Justice of the Supreme Court of Ghana
- Incumbent
- Assumed office 5 April 2023
- Nominated by: Nana Akufo-Addo

High Court Judge
- In office 16 September 2020 – 5 April 2023
- Nominated by: Nana Akufo-Addo

Personal details
- Born: April 18, 1969 (age 56) Ghana
- Children: 3
- Education: Awudome Senior High School; Mawuli School;
- Alma mater: University of Ghana; Ghana School of Law;
- Profession: Judge

= Ernest Gaewu =

Ghanaian judge

Ernest Yao Gaewu (born on 18 April 1969) is a Ghanaian judge who is in active service at the Supreme Court of Ghana.

== Early life and education ==
Gaewu was born in Ho, but hails from Abotia in the Ho West District of the Volta Region. He attended Awudome Senior High School for his Ordinary Level education and Mawuli School for his Advanced Level education. He then proceeded to the University of Ghana in 1995 to study law. After completing his law degree, he attended the Ghana School of Law and was called to the bar in 2000.

== Career ==
After completing his legal education, Gaewu worked at Mawulorm Chambers in the Volta Region under the leadership of Justice Jones Dotse. In 2009, he became the head of the chamber. From 2012 to 2015, he served as the assistant secretary and then secretary of the Volta Bar, as well as a member of the National Council of the Ghana Bar Association. He was also the Bar's representative at the Volta Prison Council and served for two terms. Gaewu has served on various boards and committees, including the Disciplinary Committee of Volta GFA, the Ho Teaching Hospital Board, the Ho Polytechnic Entity Committee, and the Entity Committee of the University of Health and Allied Sciences. He was also a government appointee of the Ho Municipal Assembly from 2002 to 2004. After working in private practice for about two decades, Gaewu was appointed justice of the High Court.

Prior to his legal practice, Gaewu worked as the managing director of Kwagame Ghana Ltd, a family business, from 1987 to 1995.

=== Political career ===
Whilst in private practice, he was active in partisan politics from 2009 to 2016, serving as a constituency chairman and parliamentary candidate for the New Patriotic Party in the Ho West and Ho Central Constituencies. He resigned on 16 September 2020 which was the same day he was appointed as a High Court Judge.

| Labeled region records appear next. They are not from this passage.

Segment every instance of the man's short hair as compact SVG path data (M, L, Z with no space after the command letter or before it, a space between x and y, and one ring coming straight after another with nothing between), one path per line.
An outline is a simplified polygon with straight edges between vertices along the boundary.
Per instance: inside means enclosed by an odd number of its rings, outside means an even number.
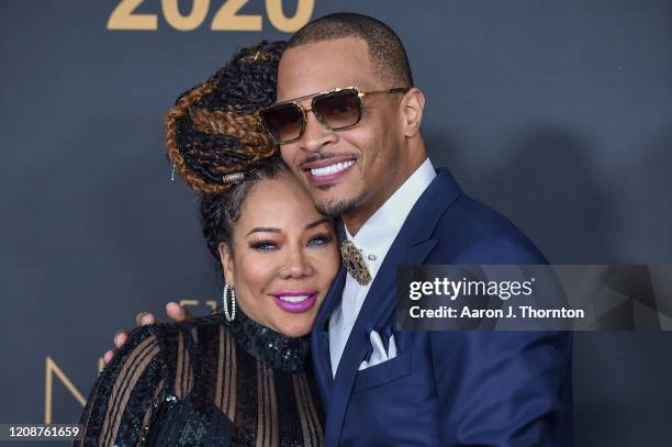
M408 57L401 40L378 19L352 12L328 14L305 24L289 41L288 49L335 38L361 38L369 47L369 57L382 79L396 87L413 87Z

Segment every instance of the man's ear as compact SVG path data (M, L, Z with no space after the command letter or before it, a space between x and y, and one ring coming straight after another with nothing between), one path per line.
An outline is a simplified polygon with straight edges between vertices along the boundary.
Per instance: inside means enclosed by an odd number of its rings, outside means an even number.
M217 246L220 252L220 261L222 262L222 270L224 272L224 279L228 282L229 287L234 287L234 267L233 267L233 255L228 245L220 243Z
M414 137L419 132L423 122L425 96L418 88L413 87L404 94L401 105L404 114L404 136L406 138Z

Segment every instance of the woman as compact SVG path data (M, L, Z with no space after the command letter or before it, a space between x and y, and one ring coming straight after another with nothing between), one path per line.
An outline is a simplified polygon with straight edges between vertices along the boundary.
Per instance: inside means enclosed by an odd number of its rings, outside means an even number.
M223 312L131 333L91 391L80 445L322 445L307 334L338 248L256 118L283 48L240 51L168 113L168 157L201 192Z

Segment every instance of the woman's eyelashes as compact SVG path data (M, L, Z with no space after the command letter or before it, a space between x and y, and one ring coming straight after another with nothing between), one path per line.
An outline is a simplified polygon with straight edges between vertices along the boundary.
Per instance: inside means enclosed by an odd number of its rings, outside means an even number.
M316 234L309 238L306 246L321 247L331 244L333 241L334 236L328 233ZM255 239L249 242L249 247L257 252L273 252L282 247L282 242L271 239Z
M271 252L278 248L278 244L275 241L253 241L249 243L249 247L259 252Z
M322 246L322 245L327 245L329 243L332 243L332 241L334 241L334 236L332 236L328 233L324 233L324 234L316 234L314 236L312 236L309 241L309 246L315 247L315 246Z

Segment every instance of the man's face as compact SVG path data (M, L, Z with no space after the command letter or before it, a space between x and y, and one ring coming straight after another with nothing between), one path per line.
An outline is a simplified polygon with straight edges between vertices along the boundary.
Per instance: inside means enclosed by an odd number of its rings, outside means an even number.
M365 41L340 38L288 49L278 71L278 101L355 86L373 91L401 86L381 79ZM363 98L361 121L329 131L307 113L303 137L280 146L284 163L307 188L316 208L336 216L369 213L399 187L403 171L402 94ZM310 108L311 99L300 101Z

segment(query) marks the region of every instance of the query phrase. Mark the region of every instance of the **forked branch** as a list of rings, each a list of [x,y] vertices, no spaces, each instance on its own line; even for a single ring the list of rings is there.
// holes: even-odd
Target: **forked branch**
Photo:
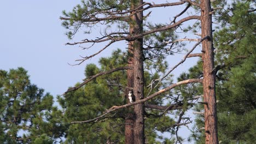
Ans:
[[[174,88],[176,86],[179,86],[179,85],[184,85],[184,84],[193,83],[193,82],[201,82],[201,83],[202,83],[202,79],[189,79],[189,80],[187,80],[182,81],[178,82],[177,82],[176,83],[173,83],[173,84],[171,85],[171,86],[170,86],[169,87],[166,87],[165,88],[161,89],[159,91],[158,91],[158,92],[156,92],[156,93],[155,93],[154,94],[151,94],[150,95],[149,95],[149,97],[147,97],[147,98],[146,98],[144,99],[136,101],[133,102],[132,103],[129,103],[129,104],[121,105],[121,106],[113,106],[111,107],[111,108],[110,108],[109,109],[106,110],[106,112],[103,114],[102,114],[102,115],[101,115],[101,116],[98,116],[97,117],[96,117],[95,118],[89,119],[89,120],[87,120],[87,121],[84,121],[72,122],[71,122],[71,123],[89,123],[89,122],[94,122],[94,121],[98,121],[98,120],[100,120],[100,119],[103,118],[106,115],[108,115],[108,113],[109,113],[111,112],[117,111],[117,110],[121,109],[126,108],[126,107],[131,106],[132,105],[136,105],[136,104],[144,103],[144,102],[146,102],[146,101],[148,101],[148,100],[149,100],[150,99],[152,99],[153,98],[154,98],[154,97],[156,97],[156,96],[158,96],[158,95],[160,95],[160,94],[162,94],[162,93],[163,93],[164,92],[167,92],[167,91],[168,91],[169,90],[171,90],[171,89]]]
[[[74,91],[75,90],[77,90],[78,89],[82,87],[84,85],[86,84],[89,82],[92,81],[92,80],[96,79],[97,77],[99,77],[99,76],[103,75],[113,73],[114,71],[119,71],[119,70],[125,70],[125,69],[132,69],[132,68],[130,67],[122,67],[117,68],[115,68],[115,69],[112,69],[112,70],[108,70],[108,71],[102,71],[101,73],[98,73],[98,74],[96,74],[95,75],[90,76],[90,77],[85,79],[85,80],[84,80],[84,81],[83,83],[82,83],[81,84],[80,84],[78,86],[73,87],[69,88],[66,92],[65,92],[63,94],[62,94],[62,95],[65,95],[65,94],[67,94],[68,93],[69,93],[70,92],[72,92],[72,91]]]

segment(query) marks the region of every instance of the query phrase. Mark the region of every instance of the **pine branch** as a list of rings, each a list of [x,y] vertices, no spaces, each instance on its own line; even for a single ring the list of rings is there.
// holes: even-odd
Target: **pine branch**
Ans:
[[[136,101],[135,102],[133,102],[132,103],[129,103],[129,104],[125,104],[125,105],[121,105],[121,106],[113,106],[112,107],[111,107],[111,108],[110,108],[109,109],[107,110],[106,111],[105,113],[102,114],[102,115],[97,117],[96,117],[95,118],[93,118],[93,119],[89,119],[89,120],[87,120],[87,121],[79,121],[79,122],[71,122],[71,123],[89,123],[89,122],[95,122],[95,121],[97,121],[103,118],[105,116],[106,116],[107,115],[108,115],[108,113],[109,113],[110,112],[113,112],[113,111],[116,111],[116,110],[119,110],[119,109],[124,109],[124,108],[126,108],[127,107],[129,107],[129,106],[132,106],[132,105],[136,105],[136,104],[141,104],[141,103],[144,103],[150,99],[153,99],[153,98],[164,93],[164,92],[166,92],[174,87],[176,87],[176,86],[179,86],[179,85],[184,85],[184,84],[187,84],[187,83],[193,83],[193,82],[202,82],[202,80],[201,79],[189,79],[189,80],[184,80],[184,81],[180,81],[180,82],[178,82],[176,83],[173,83],[172,85],[171,85],[171,86],[170,86],[169,87],[167,87],[165,88],[164,88],[162,89],[161,89],[159,91],[154,93],[154,94],[151,94],[150,95],[149,95],[149,97],[146,98],[144,98],[143,99],[141,99],[141,100],[138,100],[138,101]]]
[[[167,25],[166,26],[164,26],[160,28],[155,28],[148,31],[144,32],[144,33],[142,33],[139,34],[137,35],[127,35],[126,37],[119,37],[119,38],[110,38],[109,37],[104,38],[104,39],[101,39],[98,40],[88,40],[88,39],[85,39],[84,40],[83,40],[80,42],[75,42],[73,43],[66,43],[67,45],[77,45],[77,44],[85,44],[85,43],[101,43],[101,42],[104,42],[106,41],[109,41],[109,40],[113,40],[115,42],[116,41],[121,41],[121,40],[126,40],[127,41],[132,41],[136,39],[142,38],[143,36],[149,35],[150,34],[155,33],[155,32],[162,32],[164,31],[166,31],[171,28],[173,28],[174,27],[176,27],[179,25],[182,24],[182,23],[188,21],[189,20],[200,20],[201,16],[197,16],[197,15],[194,15],[194,16],[190,16],[185,18],[183,18],[178,22],[172,24],[172,25]]]
[[[70,92],[74,91],[76,91],[76,90],[78,89],[79,88],[82,87],[83,86],[85,85],[85,84],[86,84],[89,82],[92,81],[92,80],[96,79],[97,77],[99,77],[99,76],[103,75],[106,75],[106,74],[110,74],[110,73],[113,73],[114,71],[119,71],[119,70],[124,70],[124,69],[132,69],[132,68],[130,67],[122,67],[117,68],[115,68],[115,69],[112,69],[112,70],[108,70],[108,71],[103,71],[103,72],[98,73],[98,74],[96,74],[95,75],[90,76],[90,77],[88,77],[87,79],[84,79],[84,81],[83,83],[82,83],[81,84],[80,84],[78,86],[73,87],[69,88],[66,92],[65,92],[61,95],[65,95],[65,94],[67,94],[68,93],[69,93]]]

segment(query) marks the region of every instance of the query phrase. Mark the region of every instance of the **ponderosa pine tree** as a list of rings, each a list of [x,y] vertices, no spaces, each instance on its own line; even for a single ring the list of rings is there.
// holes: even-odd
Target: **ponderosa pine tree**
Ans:
[[[222,143],[252,143],[255,141],[255,2],[233,1],[218,4],[217,20],[222,26],[216,30],[219,141]],[[189,75],[199,76],[199,65]],[[198,110],[202,109],[202,105]],[[194,136],[196,143],[204,143],[204,118],[196,120]]]
[[[201,2],[201,5],[200,3]],[[171,6],[179,5],[183,7],[183,10],[181,12],[175,14],[174,18],[168,22],[163,23],[151,24],[146,22],[147,17],[150,15],[151,12],[149,10],[153,10],[155,8],[165,8]],[[201,8],[200,8],[201,7]],[[184,16],[183,15],[184,13],[188,11],[188,10],[191,10],[191,8],[196,8],[197,9],[201,9],[201,16],[198,15],[197,13],[193,13],[191,15]],[[128,89],[132,89],[133,94],[136,98],[136,101],[133,103],[128,103],[127,104],[121,106],[113,106],[111,108],[108,109],[104,113],[97,117],[95,118],[91,119],[89,121],[84,121],[80,123],[90,122],[96,120],[99,121],[104,118],[104,117],[112,113],[113,111],[118,110],[120,109],[126,108],[132,105],[134,106],[134,119],[131,119],[133,124],[133,131],[129,131],[129,133],[133,133],[133,134],[126,135],[126,140],[131,140],[131,141],[126,141],[127,143],[144,143],[144,103],[150,100],[150,99],[155,98],[155,97],[166,92],[170,92],[170,90],[173,89],[177,86],[183,84],[188,84],[192,82],[202,82],[201,79],[192,79],[189,80],[185,80],[183,81],[178,82],[177,83],[171,85],[166,87],[161,87],[162,89],[155,92],[154,93],[148,95],[148,97],[146,98],[144,94],[144,87],[145,87],[145,82],[143,79],[143,64],[146,59],[152,61],[153,62],[155,63],[159,59],[159,58],[166,58],[166,55],[171,55],[173,53],[174,48],[178,46],[183,47],[184,44],[182,41],[196,41],[193,49],[189,51],[189,52],[185,55],[184,58],[179,63],[175,65],[173,68],[170,70],[166,74],[163,74],[159,79],[152,80],[149,87],[152,92],[153,89],[157,87],[157,86],[161,83],[162,81],[166,80],[166,77],[170,76],[170,74],[179,65],[184,62],[187,58],[190,56],[195,56],[203,55],[203,57],[205,58],[205,65],[211,65],[211,68],[208,68],[207,73],[210,73],[210,71],[213,70],[211,69],[214,66],[213,64],[213,47],[212,47],[212,29],[210,28],[211,27],[211,16],[213,12],[212,11],[210,4],[210,0],[202,0],[193,1],[190,0],[184,0],[182,1],[178,1],[177,2],[166,3],[163,2],[160,4],[155,4],[154,3],[150,3],[144,2],[142,0],[135,0],[135,1],[88,1],[86,2],[82,1],[81,5],[78,5],[75,7],[72,11],[67,13],[64,11],[63,15],[65,17],[61,17],[61,19],[63,20],[62,23],[63,26],[66,28],[70,30],[67,33],[67,35],[69,38],[72,38],[75,34],[83,28],[88,28],[84,31],[85,33],[92,32],[92,28],[97,26],[97,24],[101,25],[102,27],[103,31],[100,32],[101,37],[96,37],[95,39],[88,39],[87,38],[78,42],[74,42],[73,43],[68,43],[67,44],[71,45],[79,45],[84,49],[87,49],[98,43],[103,43],[106,44],[102,49],[99,50],[98,52],[90,56],[87,56],[82,57],[80,59],[78,59],[77,61],[79,62],[78,64],[80,64],[86,59],[88,59],[103,51],[107,48],[112,45],[113,43],[118,41],[127,41],[128,42],[128,48],[129,50],[128,55],[130,58],[129,62],[130,65],[125,67],[114,68],[105,73],[101,73],[101,74],[106,74],[117,71],[121,70],[131,70],[129,73],[130,75],[128,77],[132,77],[132,83],[129,83],[130,82],[129,80],[127,80],[128,83],[126,84],[126,87],[127,87],[126,89],[126,94],[127,97],[127,92]],[[147,12],[146,12],[147,11]],[[143,15],[145,13],[146,15]],[[183,25],[187,22],[192,22],[195,23],[195,21],[202,21],[202,37],[201,38],[184,38],[178,39],[176,34],[171,34],[166,35],[165,38],[162,37],[162,34],[165,34],[166,32],[183,32]],[[168,24],[166,24],[168,23]],[[200,26],[200,23],[195,22],[194,26]],[[191,28],[189,28],[191,29]],[[201,30],[201,29],[200,29]],[[150,37],[152,37],[150,38]],[[146,38],[148,38],[147,39]],[[205,43],[203,43],[203,47],[204,49],[208,49],[203,50],[205,53],[199,53],[199,55],[190,55],[190,53],[195,49],[195,48],[200,44],[202,41],[205,40]],[[206,45],[206,44],[208,44]],[[91,45],[88,45],[91,44]],[[208,45],[206,46],[206,45]],[[210,63],[206,62],[210,58]],[[205,67],[206,68],[207,67]],[[99,73],[100,74],[100,73]],[[92,76],[91,79],[93,79],[100,75],[95,75]],[[205,75],[205,80],[208,80],[209,77],[213,78],[213,75]],[[214,78],[214,77],[213,77]],[[206,83],[206,81],[204,83]],[[207,85],[207,88],[211,86],[212,89],[214,89],[214,79],[211,79],[210,81],[211,85]],[[82,87],[83,85],[87,83],[88,81],[86,81],[77,87],[71,88],[67,91],[65,94],[67,94],[73,91],[75,91],[79,88]],[[132,87],[130,87],[132,86]],[[214,91],[210,91],[213,92]],[[206,96],[206,98],[214,98],[215,95],[210,94],[212,96]],[[211,105],[210,109],[211,112],[207,114],[210,117],[213,116],[213,121],[216,122],[216,116],[213,115],[212,113],[216,112],[216,104],[214,101],[215,99],[211,99],[212,101],[209,101],[209,105]],[[172,103],[174,103],[172,101]],[[212,105],[213,106],[212,106]],[[166,111],[165,111],[166,112]],[[179,115],[179,117],[182,118],[184,112],[182,111],[177,115]],[[207,116],[208,117],[208,116]],[[178,119],[179,119],[179,118]],[[212,121],[212,119],[210,120]],[[178,121],[179,123],[180,121]],[[207,123],[208,124],[211,123]],[[216,124],[216,122],[214,122]],[[182,125],[178,124],[177,125]],[[217,137],[216,125],[213,125],[213,127],[208,127],[209,128],[213,128],[214,130],[210,130],[211,135],[214,135],[214,137]],[[131,128],[130,126],[127,128]],[[178,129],[177,128],[177,129]],[[126,129],[126,130],[127,129]],[[214,132],[213,133],[212,132]],[[127,133],[126,133],[127,134]],[[129,136],[132,136],[132,137]],[[208,137],[213,137],[213,136],[208,136]],[[177,136],[178,137],[178,136]],[[133,141],[133,139],[135,139]],[[217,140],[217,139],[215,139]],[[179,141],[179,140],[178,140]]]
[[[62,136],[53,96],[30,83],[22,68],[0,70],[0,143],[53,143]]]

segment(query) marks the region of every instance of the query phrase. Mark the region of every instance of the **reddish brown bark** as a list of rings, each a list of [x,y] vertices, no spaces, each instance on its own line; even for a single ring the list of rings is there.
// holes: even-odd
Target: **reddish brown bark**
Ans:
[[[133,28],[132,27],[130,27],[130,31],[132,32]],[[129,42],[129,45],[128,46],[128,65],[129,67],[132,67],[133,65],[133,47],[132,46],[133,44],[132,41]],[[133,87],[133,70],[131,69],[128,69],[127,70],[127,86],[128,87]],[[126,103],[129,104],[130,101],[128,99],[128,92],[131,91],[126,88]],[[128,108],[130,111],[132,111],[132,107],[130,107]],[[134,115],[133,112],[129,112],[126,114],[125,116],[125,143],[126,144],[133,144],[134,143],[134,139],[133,139],[133,127],[134,127]]]
[[[215,93],[215,73],[212,39],[212,16],[210,0],[201,1],[202,38],[209,36],[202,41],[203,70],[203,99],[205,104],[205,143],[218,143],[216,96]]]
[[[143,4],[143,1],[132,1],[131,8],[137,7]],[[134,13],[132,12],[132,13]],[[130,33],[131,35],[138,35],[143,33],[142,11],[134,14],[131,17]],[[143,38],[135,39],[130,43],[133,52],[133,94],[136,101],[143,98],[144,70],[143,59]],[[144,103],[134,106],[135,121],[133,127],[134,143],[145,143],[144,131]]]

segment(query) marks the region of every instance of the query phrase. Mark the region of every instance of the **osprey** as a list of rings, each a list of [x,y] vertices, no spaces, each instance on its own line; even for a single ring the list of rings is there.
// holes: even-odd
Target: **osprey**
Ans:
[[[128,98],[129,99],[130,103],[131,103],[135,101],[135,97],[134,96],[132,91],[129,91],[129,93],[128,94]]]

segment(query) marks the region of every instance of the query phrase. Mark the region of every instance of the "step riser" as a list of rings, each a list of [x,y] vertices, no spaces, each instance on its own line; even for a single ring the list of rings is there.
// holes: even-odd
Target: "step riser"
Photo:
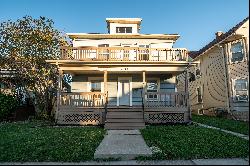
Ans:
[[[122,126],[122,127],[105,127],[105,129],[108,130],[135,130],[135,129],[144,129],[145,126],[143,127],[131,127],[131,126]]]
[[[107,119],[106,123],[144,123],[143,119]]]
[[[143,127],[145,126],[144,123],[106,123],[105,127]]]
[[[108,109],[105,129],[129,130],[145,128],[141,108]]]
[[[142,115],[142,112],[107,112],[107,115]]]
[[[120,116],[120,115],[107,115],[106,117],[107,119],[143,119],[143,116],[129,116],[129,115],[124,115],[124,116]]]

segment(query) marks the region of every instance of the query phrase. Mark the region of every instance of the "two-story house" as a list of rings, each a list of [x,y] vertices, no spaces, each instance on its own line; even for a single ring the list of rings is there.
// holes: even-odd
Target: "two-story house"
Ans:
[[[107,34],[67,33],[73,47],[47,60],[57,65],[59,83],[63,74],[72,75],[70,90],[58,91],[57,122],[107,129],[188,122],[187,91],[176,89],[176,76],[188,66],[187,50],[173,48],[180,36],[140,34],[140,18],[106,22]]]
[[[231,118],[249,120],[249,18],[215,35],[190,54],[196,64],[187,69],[191,110],[210,115],[224,110]],[[178,80],[181,89],[184,75]]]

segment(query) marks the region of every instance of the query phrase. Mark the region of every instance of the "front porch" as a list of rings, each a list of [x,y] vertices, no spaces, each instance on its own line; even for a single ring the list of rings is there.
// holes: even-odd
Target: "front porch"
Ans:
[[[178,92],[175,75],[169,72],[88,71],[74,74],[67,92],[59,90],[56,120],[127,129],[145,123],[187,123],[190,116],[188,93]]]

== Supreme Court Appointment ==

=== Nomination ===
Gaewu was nominated (together with George Kingsley Koomson, Barbara Frances Ackah-Yensu and Samuel Kwame Adibu Asiedu) for the Supreme Court bench by President Nana Akufo-Addo on 4 July 2022 based on the advice of the Judicial Council and in consultation with the Council of State. The president said in a statement to parliament that; "he is fully satisfied that each person is fully qualified, and eminently fit to discharge the functions of justice of the apex court". On 25 July 2022, the speaker of parliament announced the nominations in parliament and referred them to the appointments committee for consideration.

=== Vetting ===
Gaewu was vetted on 19 October 2022 by the vetting committee. However, the caucus argued that Justice Gaewu's previous involvement in partisan politics made him unfit to serve on the Supreme Court's bench. The minority expressed their concerns about the appointment and suggested that other competent and qualified justices could have been elevated instead. Following the vetting, his appointment was made on 24 March 2023 after a vote in confidence by the Parliament and the adoption of the consensual report. Gaewu received 138 "Yes" votes and 134 "No" votes during the approval process.

=== Sworn-in ===
Gaewu was sworn into office as justice of the Supreme Court of Ghana together with George Kingsley Koomson on 5 April 2023 by President Nana Akufo Addo. He became the first judge to be appointed to the Supreme Court directly from the High Court since J. N. K. Taylor in 1980.

== Personal life ==
Gaewu is a Christian and is married with three children.